HCl-Tolerant HxPO4/RuOx–CeO2 Catalysts for Extremely Efficient Catalytic Elimination of Chlorinated VOCs

Abstract

Bulk metal doping and surface phosphate modification were synergically adopted in a rational design to upgrade the CeO2 catalyst, which is highly active but easily deactivated for the catalytic oxidation of chlorinated volatile organic compounds (Cl-VOCs). The metal doping increased the redox ability and defect sites of CeO2, which mostly promoted catalytic activity and inhibited the formation of dechlorinated byproducts but generated polychlorinated byproducts.
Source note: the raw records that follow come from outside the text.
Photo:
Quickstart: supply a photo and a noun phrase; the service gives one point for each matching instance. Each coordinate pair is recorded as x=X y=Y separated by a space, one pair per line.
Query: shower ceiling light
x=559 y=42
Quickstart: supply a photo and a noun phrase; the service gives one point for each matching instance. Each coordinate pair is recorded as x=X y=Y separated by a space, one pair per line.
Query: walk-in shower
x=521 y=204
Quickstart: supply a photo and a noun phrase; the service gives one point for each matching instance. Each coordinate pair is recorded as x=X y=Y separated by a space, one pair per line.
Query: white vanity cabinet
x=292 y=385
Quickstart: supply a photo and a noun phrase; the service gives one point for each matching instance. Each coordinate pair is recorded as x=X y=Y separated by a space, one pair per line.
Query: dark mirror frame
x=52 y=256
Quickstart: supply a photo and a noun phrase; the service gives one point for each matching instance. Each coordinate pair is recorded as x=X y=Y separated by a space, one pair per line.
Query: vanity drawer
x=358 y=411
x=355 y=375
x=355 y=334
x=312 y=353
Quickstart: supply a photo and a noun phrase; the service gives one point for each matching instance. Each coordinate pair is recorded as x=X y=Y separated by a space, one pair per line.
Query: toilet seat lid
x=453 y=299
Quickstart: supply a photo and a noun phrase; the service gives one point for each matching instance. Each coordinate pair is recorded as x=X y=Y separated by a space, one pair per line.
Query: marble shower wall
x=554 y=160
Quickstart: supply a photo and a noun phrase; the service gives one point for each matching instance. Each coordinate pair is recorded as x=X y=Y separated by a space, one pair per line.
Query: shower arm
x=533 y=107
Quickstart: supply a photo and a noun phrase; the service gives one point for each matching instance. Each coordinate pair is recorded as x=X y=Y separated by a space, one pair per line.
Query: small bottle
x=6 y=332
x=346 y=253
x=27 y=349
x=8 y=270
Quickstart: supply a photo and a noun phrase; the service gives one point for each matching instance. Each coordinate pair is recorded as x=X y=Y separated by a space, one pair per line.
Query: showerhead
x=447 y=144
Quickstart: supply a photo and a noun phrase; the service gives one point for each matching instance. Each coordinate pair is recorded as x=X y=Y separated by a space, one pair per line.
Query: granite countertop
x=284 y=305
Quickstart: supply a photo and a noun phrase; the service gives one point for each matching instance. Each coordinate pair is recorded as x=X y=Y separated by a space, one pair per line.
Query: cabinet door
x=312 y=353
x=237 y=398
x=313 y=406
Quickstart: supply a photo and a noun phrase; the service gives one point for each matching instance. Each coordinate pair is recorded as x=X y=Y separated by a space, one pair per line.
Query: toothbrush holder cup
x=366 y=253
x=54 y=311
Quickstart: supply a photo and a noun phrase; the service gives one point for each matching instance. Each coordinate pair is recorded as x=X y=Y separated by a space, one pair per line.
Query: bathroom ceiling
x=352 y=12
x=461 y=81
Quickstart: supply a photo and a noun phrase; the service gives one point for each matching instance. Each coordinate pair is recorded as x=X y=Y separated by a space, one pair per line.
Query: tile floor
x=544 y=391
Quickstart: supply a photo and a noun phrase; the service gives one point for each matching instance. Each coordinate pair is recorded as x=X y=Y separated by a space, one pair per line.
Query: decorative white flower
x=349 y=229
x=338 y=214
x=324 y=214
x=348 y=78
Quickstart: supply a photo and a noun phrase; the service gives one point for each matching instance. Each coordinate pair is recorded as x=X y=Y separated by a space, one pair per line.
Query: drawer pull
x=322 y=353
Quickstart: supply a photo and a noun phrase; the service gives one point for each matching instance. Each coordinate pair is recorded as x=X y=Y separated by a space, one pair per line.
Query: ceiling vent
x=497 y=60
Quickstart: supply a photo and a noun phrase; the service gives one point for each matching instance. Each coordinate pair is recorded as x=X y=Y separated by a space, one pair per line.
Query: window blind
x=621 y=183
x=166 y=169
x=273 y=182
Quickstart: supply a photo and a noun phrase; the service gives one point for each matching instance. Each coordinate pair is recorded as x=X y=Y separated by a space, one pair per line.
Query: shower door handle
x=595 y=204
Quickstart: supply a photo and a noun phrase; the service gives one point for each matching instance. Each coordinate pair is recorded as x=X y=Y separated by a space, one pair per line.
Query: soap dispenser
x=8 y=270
The subsequent surface modification of the metal-doped CeO2 catalysts with nonmetallic phosphate completely suppressed the formation of polychlorinated byproducts and, more importantly, enhanced the stability of the surface structure by forming a chainmail layer. A highly active, durable, and selective catalyst of phosphate-functionalized RuOx-CeO2 was the most promising among all the metal-doped (Ru, Pd, Pt, Cr, Mn, Fe, Co, and Cu) CeO2 catalysts investigated owing to the prominent chemical stability of RuOx and its superior versatility in the catalytic oxidation of different kinds of Cl-VOCs and other typical pollutants, including dimethyl sulfide, CO, and C3H8. Moreover, the chemical stability of the catalyst, including its bulk and surface structural stability, was investigated by combining intensive treatment with HCl/H2O or HCl with subsequent ex situ ultraviolet-visible light Raman spectroscopy and confirmed the superior resistance to Cl poisoning of the phosphate-functionalized RuOx-CeO2. This work exemplifies a promising strategy for developing ideal catalysts for the removal of Cl-VOCs and provides a catalyst with the superior catalytic performance in Cl-VOC oxidation to date.